Investor confidence in Portugal is currently at an all-time high, with 84% of entrepreneurs surveyed by international business consultants Ernst & Young (EY) planning to expand or establish operations in the country, compared to 72% for the Eurozone and 69% for the UK.
S&P emphasised that, despite heightened geopolitical and trade uncertainty, Portugal is demonstrating consistent economic stability and growth momentum.
The Portuguese economy rebounded in the second quarter, supported by robust private consumption and export activity.
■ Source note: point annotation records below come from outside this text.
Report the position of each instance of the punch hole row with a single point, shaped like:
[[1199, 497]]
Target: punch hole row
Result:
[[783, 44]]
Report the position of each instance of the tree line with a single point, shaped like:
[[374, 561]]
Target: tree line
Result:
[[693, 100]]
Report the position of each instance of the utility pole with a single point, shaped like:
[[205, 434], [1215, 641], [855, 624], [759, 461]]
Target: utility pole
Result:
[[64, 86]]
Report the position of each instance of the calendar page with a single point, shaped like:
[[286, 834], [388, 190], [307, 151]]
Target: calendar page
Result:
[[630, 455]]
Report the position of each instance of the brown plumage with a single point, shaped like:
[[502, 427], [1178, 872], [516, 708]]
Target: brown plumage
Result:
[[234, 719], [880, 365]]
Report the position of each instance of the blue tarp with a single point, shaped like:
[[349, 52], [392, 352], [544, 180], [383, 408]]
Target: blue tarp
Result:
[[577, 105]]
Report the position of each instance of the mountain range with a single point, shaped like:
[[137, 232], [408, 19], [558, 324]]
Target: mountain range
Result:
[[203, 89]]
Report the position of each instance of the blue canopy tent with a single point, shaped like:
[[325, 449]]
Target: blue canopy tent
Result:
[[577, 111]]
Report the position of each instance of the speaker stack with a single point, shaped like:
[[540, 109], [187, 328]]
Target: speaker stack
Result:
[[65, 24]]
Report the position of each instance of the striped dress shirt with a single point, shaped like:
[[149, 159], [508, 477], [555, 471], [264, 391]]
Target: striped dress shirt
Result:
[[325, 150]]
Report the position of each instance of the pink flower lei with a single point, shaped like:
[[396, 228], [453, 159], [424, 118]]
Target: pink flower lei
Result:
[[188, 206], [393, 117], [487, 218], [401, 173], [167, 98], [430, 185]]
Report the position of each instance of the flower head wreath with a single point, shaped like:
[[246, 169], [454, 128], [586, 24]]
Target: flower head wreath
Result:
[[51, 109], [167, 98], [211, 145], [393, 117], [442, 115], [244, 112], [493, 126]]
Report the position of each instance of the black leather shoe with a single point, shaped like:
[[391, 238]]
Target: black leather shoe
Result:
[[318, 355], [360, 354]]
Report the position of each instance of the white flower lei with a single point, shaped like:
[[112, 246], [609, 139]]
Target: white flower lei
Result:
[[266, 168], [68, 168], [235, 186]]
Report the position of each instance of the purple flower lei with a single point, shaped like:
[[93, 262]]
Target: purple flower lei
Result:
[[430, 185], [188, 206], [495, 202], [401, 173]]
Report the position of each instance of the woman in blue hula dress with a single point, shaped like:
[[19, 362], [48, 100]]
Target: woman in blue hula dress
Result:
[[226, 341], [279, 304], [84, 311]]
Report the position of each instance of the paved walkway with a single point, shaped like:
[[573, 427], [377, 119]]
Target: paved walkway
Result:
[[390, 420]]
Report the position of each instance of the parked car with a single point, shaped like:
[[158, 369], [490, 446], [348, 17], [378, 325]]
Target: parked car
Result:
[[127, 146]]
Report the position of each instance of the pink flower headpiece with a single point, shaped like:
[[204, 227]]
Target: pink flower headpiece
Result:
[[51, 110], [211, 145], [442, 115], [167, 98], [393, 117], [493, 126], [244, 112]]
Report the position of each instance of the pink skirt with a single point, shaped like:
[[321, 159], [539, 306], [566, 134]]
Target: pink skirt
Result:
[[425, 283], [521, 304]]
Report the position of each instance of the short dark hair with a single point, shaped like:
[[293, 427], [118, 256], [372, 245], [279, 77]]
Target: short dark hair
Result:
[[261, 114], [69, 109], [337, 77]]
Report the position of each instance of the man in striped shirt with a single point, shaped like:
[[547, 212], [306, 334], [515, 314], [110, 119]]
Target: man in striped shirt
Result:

The country’s competitive advantage in tourism, coupled with a deliberate focus on deleveraging, is expected to offset potential Eurozone tariff headwinds.
While defence spending obligations and a modest slowdown are anticipated in 2025, the agency stated: “Portugal's debt as a share of GDP will continue to decline, albeit at a slower pace during 2025–2028.”
Looking further ahead, S&P forecasts a rebound in growth in 2026, fuelled by accelerated private investment before stabilising towards 2027–2028.
Steve Philp, Partnership Director at Portugal Pathways, which supports high-net-worth individuals and families with investment, including Golden Visa in Portugal, added: “Portugal is uniquely positioned as a safe and stable investment destination with its vibrant culture and growing international reputation for investment and relocation.”
Paul Stannard, Chairman and Founder of the Portugal Investment Owners Club, a unique investor membership community designed for discerning individuals, families, and organisations in Portugal, said: “Every year for the last five years, Portugal has continued this upward economic trajectory and is now forecast to outperform the likes of Germany, the UK, France, and parts of North America over the next three years.
“This latest economic report reinforces Portugal’s growing reputation for investment.”